The MRS Delphi group, the think tank led by the Market Research Society, in association with Kantar TNS and Lightspeed, questioned 1,001 people in the UK to understand the drivers of trust across seven sectors for its Great Expectations report.
Phil Sutcliffe, head of innovation and offer at Kantar TNS, speaking at the MRS Impact annual conference, noted that “we all feel somewhat vulnerable” with the sheer amount of personal data that companies now possess about us. It is fair, he added, to say that the rise of personal technology has contributed to the decline of trust.
According to the research, the first driver of consumer trust is that “the information they have on me is completely secure”. However, the study shows a conflicted public.
Ten or fifteen years ago, he said, “this wouldn’t have been up at the top, but there have been so many well publicised [data] breaches now that it has become important”.
The results of the research were surprising, with good customer service coming in as the third greatest driver of trust, and brands doing what they say coming in second.

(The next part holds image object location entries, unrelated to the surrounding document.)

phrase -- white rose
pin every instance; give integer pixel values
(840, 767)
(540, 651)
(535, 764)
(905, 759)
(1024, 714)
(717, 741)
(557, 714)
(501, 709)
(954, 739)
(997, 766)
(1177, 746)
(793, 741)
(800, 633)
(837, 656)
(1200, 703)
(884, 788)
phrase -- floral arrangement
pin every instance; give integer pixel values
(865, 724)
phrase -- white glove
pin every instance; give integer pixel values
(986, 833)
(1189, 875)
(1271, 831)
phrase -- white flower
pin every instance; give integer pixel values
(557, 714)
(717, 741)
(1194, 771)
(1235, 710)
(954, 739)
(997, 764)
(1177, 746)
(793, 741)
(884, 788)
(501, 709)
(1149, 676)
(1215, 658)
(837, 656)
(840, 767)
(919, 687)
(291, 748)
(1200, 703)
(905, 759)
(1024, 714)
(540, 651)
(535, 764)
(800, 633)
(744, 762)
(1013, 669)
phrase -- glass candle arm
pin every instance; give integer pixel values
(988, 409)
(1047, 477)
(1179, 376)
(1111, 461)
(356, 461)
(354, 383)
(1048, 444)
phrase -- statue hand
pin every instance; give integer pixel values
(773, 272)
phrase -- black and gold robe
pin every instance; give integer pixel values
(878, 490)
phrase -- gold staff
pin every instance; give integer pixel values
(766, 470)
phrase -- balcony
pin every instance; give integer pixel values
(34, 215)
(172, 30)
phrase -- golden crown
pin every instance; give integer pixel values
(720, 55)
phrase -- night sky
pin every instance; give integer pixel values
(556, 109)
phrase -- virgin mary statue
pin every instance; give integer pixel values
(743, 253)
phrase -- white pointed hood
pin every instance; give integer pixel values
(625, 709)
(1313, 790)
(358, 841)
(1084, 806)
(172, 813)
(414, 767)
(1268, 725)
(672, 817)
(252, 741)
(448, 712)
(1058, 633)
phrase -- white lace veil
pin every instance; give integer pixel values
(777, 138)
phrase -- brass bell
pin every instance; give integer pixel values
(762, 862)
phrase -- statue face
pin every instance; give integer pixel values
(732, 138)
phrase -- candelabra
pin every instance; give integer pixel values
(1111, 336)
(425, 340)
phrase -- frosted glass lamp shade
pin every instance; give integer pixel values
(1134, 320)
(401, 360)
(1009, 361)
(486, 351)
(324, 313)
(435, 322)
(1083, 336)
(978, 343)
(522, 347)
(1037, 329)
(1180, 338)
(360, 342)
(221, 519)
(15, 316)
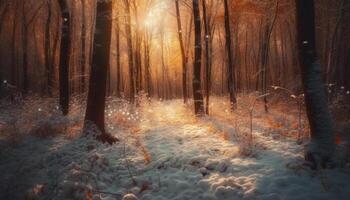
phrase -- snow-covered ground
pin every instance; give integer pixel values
(166, 153)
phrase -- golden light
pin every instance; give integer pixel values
(155, 15)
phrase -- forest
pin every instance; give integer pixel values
(174, 99)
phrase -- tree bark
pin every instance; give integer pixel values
(230, 66)
(184, 58)
(207, 37)
(95, 110)
(321, 147)
(83, 49)
(130, 51)
(65, 54)
(48, 58)
(196, 82)
(119, 77)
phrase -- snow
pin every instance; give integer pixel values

In all, three of the top five trust-drivers relate to data.
“I won’t be put at personal risk by brands having my data” comes in at fourth, while number five is that businesses and brands don’t take advantage of personal data.
Just one third of consumers were happy for their personal data to be used in order to improve services. Two thirds rejected this idea and the age breakdown showed that 60% of older consumers (over 55) and 42% of 16-34 consumers did not want their personal data used at all.
Remarking on the implications for brands, Sutcliffe noted that brands have to do three things: “provide guarantees, or at least reassurance in terms of data security”; be transparent in their reasons for using the data, “so they [consumers] don’t feel they’re being put at personal risk”; and the use of data should provide utility.
Ironically, the most trusted brand overall was Amazon, a company, Sutcliffe said, that “probably makes more use of our personal data than any other business I can think of”.
However, “they do so in a way that people feel fairly secure … they feel there’s transparency. For example, negative reviews are given equal weighting to positive reviews.
“They see a benefit from the data they’re providing, in terms of recommendations”, or pricing, or fulfilment.